Note that the item references are used in the same manner as the computer generated names of non-terminals in the approach of [2]. Because we use chunks of parse trees less packing is possible than in their approach. Correspondingly, the theoretical worst-case space requirements are worse too. In practice, however, this doesn't seem to be problematic at all: in our experiments the size of the history table is always much smaller than the size of the other tables (this is expected because the latter tables have to record complex category information).

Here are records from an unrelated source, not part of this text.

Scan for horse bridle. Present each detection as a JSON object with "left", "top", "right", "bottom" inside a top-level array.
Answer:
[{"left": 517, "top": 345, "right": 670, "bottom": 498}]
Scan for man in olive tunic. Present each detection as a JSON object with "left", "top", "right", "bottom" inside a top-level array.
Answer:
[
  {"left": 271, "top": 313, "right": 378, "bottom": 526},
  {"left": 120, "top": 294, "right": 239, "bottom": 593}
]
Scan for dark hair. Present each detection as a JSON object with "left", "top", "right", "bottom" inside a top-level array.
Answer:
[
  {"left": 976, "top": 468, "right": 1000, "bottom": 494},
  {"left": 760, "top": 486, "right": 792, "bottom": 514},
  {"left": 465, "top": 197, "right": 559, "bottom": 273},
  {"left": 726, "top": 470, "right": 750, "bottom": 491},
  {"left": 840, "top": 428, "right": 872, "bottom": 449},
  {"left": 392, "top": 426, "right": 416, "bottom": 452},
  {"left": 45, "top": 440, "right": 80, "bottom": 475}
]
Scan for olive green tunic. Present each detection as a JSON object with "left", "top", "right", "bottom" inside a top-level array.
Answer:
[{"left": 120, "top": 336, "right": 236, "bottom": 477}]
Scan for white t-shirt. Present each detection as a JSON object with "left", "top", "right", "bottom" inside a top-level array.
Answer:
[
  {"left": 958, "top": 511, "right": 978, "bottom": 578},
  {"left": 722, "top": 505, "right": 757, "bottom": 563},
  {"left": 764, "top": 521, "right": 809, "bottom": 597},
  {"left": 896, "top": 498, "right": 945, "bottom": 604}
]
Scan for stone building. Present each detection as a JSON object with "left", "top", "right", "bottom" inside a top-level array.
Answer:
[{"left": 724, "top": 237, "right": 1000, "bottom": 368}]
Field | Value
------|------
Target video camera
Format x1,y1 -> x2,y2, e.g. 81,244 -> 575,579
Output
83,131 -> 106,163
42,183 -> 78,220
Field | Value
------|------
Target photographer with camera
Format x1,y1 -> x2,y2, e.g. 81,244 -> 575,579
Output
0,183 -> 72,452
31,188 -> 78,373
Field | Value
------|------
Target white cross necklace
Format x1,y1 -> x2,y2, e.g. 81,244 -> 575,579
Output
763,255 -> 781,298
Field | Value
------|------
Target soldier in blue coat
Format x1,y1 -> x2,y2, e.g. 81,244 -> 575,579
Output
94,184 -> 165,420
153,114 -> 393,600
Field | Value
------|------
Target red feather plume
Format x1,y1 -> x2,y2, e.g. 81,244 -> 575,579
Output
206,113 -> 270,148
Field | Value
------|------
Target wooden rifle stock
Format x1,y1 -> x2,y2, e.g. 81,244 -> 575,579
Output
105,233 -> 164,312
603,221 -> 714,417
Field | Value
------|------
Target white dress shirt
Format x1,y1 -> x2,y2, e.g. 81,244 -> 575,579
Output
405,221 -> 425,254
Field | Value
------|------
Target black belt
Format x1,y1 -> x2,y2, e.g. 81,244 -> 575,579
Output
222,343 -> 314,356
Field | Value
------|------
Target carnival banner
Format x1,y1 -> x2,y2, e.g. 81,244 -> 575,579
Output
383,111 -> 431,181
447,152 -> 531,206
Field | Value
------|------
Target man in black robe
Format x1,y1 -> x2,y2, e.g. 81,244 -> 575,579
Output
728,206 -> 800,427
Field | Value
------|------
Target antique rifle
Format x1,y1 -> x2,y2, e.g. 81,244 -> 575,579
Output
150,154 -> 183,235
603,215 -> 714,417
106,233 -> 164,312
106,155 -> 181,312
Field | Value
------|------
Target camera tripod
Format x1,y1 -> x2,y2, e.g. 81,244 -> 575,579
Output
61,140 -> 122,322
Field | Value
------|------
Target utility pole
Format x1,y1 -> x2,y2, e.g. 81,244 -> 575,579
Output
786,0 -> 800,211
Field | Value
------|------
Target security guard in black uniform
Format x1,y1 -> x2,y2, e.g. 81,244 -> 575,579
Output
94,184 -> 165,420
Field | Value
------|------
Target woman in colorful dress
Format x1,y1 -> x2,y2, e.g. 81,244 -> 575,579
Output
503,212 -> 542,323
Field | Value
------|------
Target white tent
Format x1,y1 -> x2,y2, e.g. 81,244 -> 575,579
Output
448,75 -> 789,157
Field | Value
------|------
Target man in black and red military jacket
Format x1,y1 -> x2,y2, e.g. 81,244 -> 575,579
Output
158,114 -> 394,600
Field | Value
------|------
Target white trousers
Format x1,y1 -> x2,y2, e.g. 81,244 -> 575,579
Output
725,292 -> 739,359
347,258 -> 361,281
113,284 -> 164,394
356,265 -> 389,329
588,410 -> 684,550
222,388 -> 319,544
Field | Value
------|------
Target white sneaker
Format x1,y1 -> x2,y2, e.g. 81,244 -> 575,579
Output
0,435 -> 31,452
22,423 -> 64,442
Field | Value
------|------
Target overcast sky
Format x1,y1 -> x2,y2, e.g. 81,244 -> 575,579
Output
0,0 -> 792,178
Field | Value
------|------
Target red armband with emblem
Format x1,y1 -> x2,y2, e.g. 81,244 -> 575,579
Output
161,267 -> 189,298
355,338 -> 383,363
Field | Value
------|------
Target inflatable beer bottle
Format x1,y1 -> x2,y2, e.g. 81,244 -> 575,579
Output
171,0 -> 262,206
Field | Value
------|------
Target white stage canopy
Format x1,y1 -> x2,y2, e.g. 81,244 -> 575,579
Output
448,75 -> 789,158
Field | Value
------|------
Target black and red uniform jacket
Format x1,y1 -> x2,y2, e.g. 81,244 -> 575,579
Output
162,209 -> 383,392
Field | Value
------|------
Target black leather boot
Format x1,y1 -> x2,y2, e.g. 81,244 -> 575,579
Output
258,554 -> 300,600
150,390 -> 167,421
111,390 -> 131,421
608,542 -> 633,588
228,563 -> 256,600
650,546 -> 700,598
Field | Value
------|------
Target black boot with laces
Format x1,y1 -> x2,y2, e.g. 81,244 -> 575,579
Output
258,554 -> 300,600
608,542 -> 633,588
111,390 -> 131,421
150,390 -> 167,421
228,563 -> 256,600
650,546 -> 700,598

Let us now look at how the parser of the previous section can be adapted to be able to assert history-items. Firstly we add an (output-) argument to the parse predicate. This sixth argument is the reference to the result-item that was actually used. The predicates to parse a list of daughters are augmented with a list of such references. This enables the construction of a term for each local tree in the head_corner predicate consisting of the name of the rule that was applied and the list of references of the result-items used for the left and right daughters of that rule. Such a local tree representation is an element of a list that is maintained for each lexical head upward to its goal. Such a list thus represents in a bottom-up fashion all rules and result-items that were used to show that that lexical entry indeed was a head-corner of the goal. If a parse goal has been solved then this list containing the history information is asserted in a new kind of table: the 'HISTORY_ITEM'/3 table. ⁶

We already argued above that parse trees should not be explicitly defined in the grammar. Logical forms often implicitly represent the derivational history of a category. Therefore, the common use of logical forms as part of the categories will imply that you will hardly ever find two different analyses for a single category, because two different analyses will also have two different logical forms. Therefore, no packing is possible and the recognizer will behave as if it is enumerating all parse trees. The solution to this problem is to delay the evaluation of semantic constraints. During the first phase all constraints referring to logical forms are ignored. Only if a parse tree is recovered from the parse-forest we add the logical form constraints. This is similar to the approach worked out in CLE [1].

This approach may lead to a situation in which the second phase actually filters out some otherwise possible derivations, in case the construction of logical forms is not compositional in the appropriate sense. In such cases the first phase may be said to be unsound in that it allows ungrammatical derivations. The first phase combined with the second phase is of course still sound. Furthermore, if this situation arose very often, then the first phase would tend to be useless, and all work would have to be done during the recovery phase. The present architecture of the head-corner parser embodies the assumption that such cases are rare, and that the construction of logical forms is (grosso modo) compositional.

The distinction between semantic and syntactic information is compiled into the grammar rules on the basis of a user declaration. We simply assume that in the first phase the parser only refers to syntactic information, whereas in the second phase both syntactic and semantic information is taken into account.

If we assume that the grammar constructs logical forms, then it is not clear that we are interested in parse trees at all. A simplified version of the recover predicate may be defined in which we only recover the semantic information of the root category, but in which we don't build parse trees. The simplified version may be regarded as the run-time version, whereas parse trees will still be very useful for grammar development.